Passados quase dois meses desde a reunião em janeiro, o promotor aponta que o processo de discussão junto à administração municipal para adequação do aterro "está parado". "Vamos executar a multa do TAC. Agendei para o dia 11 de abril uma nova tentativa de negociação", explica. O valor da multa ainda está sendo calculado e, portanto, não foi citado. Ainda conforme ele, também não tem ocorrido diálogo com a Prefeitura. "Sumiram. Estão ganhando tempo", conta.
Temporários
O problema do lixo em Goiânia, agravado nos últimos anos, tem resultado em outras medidas anunciadas pela gestão de Mabel, como a instalação de pontos provisórios de descarte de entulho. O primeiro ponto temporário de transferência de resíduos (PTTR) está sendo construído pelo Consórcio Limpa Gyn em uma área pública municipal do Residencial Português, na região leste. A previsão é de que seja concluído em abril.
O local será utilizado para que a população possa deixar materiais recicláveis e inservíveis, a exemplo do que ocorre hoje nos cinco ecopontos geridos pela Companhia de Urbanização de Goiânia (Comurg). Em 12 de janeiro, O POPULAR mostrou que a promessa de Mabel era instalar ao menos 20 pontos provisórios nos primeiros cem dias de mandato. A medida foi anunciada para conter o descarte irregular em vias públicas da capital.

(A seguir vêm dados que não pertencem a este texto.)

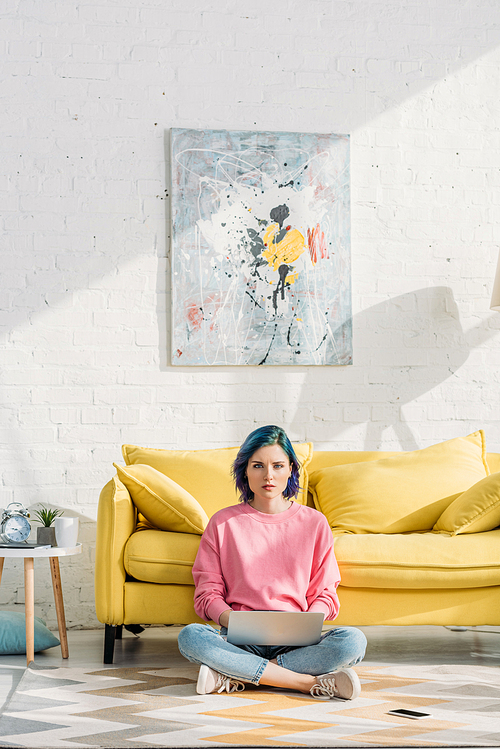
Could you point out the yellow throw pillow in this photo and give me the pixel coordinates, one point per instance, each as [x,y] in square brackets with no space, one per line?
[163,502]
[407,492]
[474,511]
[206,474]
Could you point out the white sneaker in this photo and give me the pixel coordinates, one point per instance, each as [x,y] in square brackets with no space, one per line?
[210,681]
[343,684]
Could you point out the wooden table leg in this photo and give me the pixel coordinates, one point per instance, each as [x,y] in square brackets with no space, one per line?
[29,607]
[61,619]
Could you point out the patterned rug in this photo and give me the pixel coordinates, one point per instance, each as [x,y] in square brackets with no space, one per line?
[133,707]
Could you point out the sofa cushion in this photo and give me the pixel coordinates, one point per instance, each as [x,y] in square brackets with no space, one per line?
[404,493]
[163,502]
[206,474]
[474,511]
[419,560]
[161,556]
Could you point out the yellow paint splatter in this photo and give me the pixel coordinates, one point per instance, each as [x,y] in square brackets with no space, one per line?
[284,252]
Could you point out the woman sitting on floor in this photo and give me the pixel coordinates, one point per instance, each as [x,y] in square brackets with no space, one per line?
[269,553]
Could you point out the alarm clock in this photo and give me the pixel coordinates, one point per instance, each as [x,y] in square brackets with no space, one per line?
[14,525]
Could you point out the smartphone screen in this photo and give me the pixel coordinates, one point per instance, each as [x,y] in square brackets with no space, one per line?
[409,714]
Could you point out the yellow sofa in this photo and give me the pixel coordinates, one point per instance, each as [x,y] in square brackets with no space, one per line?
[392,573]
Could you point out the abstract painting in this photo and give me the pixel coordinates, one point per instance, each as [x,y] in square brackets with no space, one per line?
[260,248]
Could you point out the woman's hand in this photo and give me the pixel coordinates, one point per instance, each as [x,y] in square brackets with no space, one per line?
[224,618]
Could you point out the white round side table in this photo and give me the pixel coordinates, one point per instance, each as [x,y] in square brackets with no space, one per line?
[29,554]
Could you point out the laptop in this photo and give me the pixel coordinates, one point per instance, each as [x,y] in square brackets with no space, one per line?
[294,628]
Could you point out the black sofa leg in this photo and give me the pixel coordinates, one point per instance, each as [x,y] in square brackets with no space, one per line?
[109,642]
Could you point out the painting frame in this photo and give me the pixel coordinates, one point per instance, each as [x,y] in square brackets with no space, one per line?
[261,253]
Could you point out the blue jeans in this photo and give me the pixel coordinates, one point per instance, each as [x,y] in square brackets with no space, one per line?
[338,648]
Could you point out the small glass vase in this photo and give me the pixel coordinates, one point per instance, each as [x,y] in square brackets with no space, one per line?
[46,535]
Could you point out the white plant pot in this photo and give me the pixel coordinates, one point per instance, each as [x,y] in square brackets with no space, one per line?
[66,532]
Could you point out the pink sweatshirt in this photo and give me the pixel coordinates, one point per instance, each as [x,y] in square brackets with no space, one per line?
[249,560]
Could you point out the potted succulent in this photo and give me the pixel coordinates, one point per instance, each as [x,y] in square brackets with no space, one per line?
[46,516]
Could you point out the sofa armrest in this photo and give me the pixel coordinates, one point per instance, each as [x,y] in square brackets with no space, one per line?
[115,524]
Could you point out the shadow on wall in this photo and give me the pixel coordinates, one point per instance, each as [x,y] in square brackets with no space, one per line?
[407,346]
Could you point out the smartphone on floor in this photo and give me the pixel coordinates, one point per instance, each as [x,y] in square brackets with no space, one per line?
[413,714]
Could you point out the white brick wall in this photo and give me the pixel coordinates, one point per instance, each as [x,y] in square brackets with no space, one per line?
[89,92]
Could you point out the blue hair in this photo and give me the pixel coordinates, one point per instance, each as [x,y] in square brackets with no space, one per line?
[262,437]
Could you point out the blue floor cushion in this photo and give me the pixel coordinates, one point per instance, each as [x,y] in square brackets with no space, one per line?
[13,634]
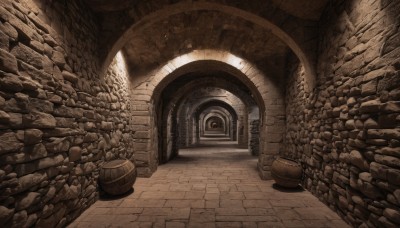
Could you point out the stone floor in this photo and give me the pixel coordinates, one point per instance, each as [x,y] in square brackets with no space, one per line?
[214,185]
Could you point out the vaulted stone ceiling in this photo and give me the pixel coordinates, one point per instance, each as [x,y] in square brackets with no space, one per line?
[183,33]
[164,39]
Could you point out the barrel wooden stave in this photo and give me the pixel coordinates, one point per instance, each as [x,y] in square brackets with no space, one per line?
[117,177]
[286,173]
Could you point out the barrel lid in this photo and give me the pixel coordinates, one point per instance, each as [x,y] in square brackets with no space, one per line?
[114,163]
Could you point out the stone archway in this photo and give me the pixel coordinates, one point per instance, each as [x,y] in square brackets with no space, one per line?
[298,40]
[266,93]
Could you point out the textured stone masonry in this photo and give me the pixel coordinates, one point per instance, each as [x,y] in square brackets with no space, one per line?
[347,136]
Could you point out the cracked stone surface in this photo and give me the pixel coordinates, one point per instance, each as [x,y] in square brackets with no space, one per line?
[213,185]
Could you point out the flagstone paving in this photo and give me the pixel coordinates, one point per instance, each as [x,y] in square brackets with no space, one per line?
[214,185]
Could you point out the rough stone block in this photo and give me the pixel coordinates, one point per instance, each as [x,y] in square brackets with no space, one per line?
[70,76]
[27,201]
[28,55]
[11,82]
[58,58]
[5,215]
[370,106]
[75,153]
[39,120]
[8,62]
[9,142]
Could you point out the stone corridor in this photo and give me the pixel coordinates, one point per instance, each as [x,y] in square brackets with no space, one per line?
[214,185]
[84,83]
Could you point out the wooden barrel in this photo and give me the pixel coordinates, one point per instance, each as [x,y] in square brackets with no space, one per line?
[117,176]
[286,172]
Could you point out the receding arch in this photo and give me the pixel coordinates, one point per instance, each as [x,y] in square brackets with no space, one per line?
[268,96]
[182,7]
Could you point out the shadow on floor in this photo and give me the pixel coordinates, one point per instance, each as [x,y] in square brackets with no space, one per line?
[103,196]
[288,190]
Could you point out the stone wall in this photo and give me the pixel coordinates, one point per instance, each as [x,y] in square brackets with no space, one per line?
[348,136]
[59,120]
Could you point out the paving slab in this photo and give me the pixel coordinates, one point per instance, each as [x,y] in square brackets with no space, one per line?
[213,185]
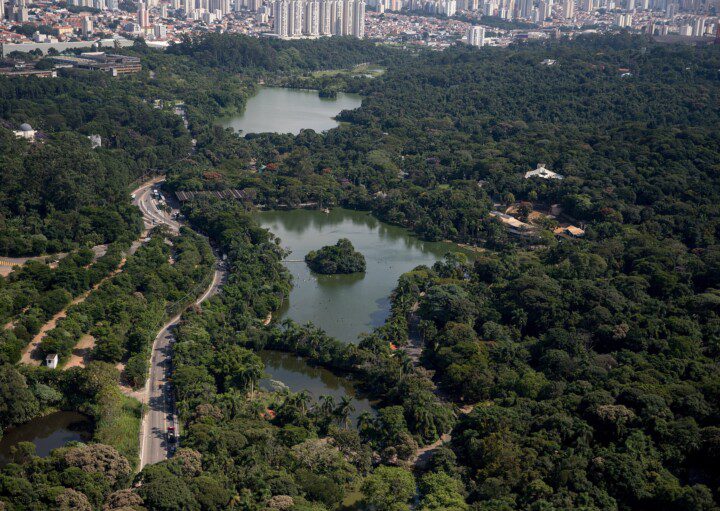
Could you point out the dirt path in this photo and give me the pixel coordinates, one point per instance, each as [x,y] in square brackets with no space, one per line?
[31,355]
[81,352]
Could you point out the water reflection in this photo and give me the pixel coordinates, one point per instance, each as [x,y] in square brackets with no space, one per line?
[279,110]
[293,372]
[47,433]
[346,305]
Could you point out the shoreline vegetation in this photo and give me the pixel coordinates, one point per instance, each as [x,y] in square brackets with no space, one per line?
[587,364]
[341,258]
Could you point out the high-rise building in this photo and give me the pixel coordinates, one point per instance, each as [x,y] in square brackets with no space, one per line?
[143,15]
[295,18]
[475,36]
[325,20]
[358,28]
[87,27]
[160,31]
[281,15]
[623,20]
[347,17]
[311,21]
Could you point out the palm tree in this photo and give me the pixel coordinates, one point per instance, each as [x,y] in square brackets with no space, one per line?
[343,411]
[365,423]
[302,399]
[327,405]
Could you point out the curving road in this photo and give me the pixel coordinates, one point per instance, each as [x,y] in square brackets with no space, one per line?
[161,412]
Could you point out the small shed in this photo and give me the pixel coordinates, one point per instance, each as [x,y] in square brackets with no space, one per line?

Já no início de fevereiro, a Prefeitura disse que dez endereços estavam "sendo preparados" e seriam anunciados na semana seguinte, o que não ocorreu. Em comunicado à imprensa divulgado na ocasião, foi detalhado que seriam colocadas caçambas em cada área e que o consórcio faria o recolhimento periódico do material. A reportagem buscou a Agência Municipal de Meio Ambiente (Amma) em outras duas ocasiões após a divulgação de que os pontos seriam divulgados em meados de fevereiro. Nesta terça-feira (18), a pasta alegou que os locais ainda estão sendo implantados e que nesta quarta-feira (19) já deveria apresentar o aviso de inauguração.